For hundreds of thousands of software developers around the globe, these unearthed exotic program line fragments are messengers from a bygone era. Working on hermetically sealed, fiercely guarded closed code defended tooth and nail with patents and a posse of lawyers? For them, that would be neither an enticing option nor a serious alternative to working in the open source environment. Where would the innovations that constantly bubble up from worldwide cooperation be? Not to mention the fact that it is near unimaginable to make software stable and secure behind closed doors without the massive manpower of the open source community. 

The guild of IT historians, on the other hand, may never know that the users of these code fossils were once forced into a Procrustean bed with many restrictions. Back then, it was probably called "vendor lock-in". It is hard to believe that so-called "proprietary source codes" once existed as an alternative to open source. That was the name given at the time to software that deprived those who had bought it at great cost of their rights of freedom by means of a purchase contract. They were not allowed to check, change, modify or execute the codes at will. As if that were not enough, the purchasers of closed source software, despite costly over-licensing, which they grudgingly paid as the most practical defence against latent threats of punishment, were also subjected to stressful audit procedures in order to still find a handle for subsequent claims.

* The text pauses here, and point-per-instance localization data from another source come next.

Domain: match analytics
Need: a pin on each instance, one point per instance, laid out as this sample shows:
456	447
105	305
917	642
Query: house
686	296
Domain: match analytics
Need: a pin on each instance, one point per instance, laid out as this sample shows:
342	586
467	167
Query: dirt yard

And should the antiquarians of IT still come across contemporary reports describing some audit departments of software providers as the most profitable profit centres in the entire enterprise, they will smile, either in confusion or amusement, at this ice age of IT development and use. In the meantime, evolution has emotionlessly passed over the dinosaur software. Too big, too hungry and too immovable – that is no recipe for lasting success and has already heralded the end of giants once before.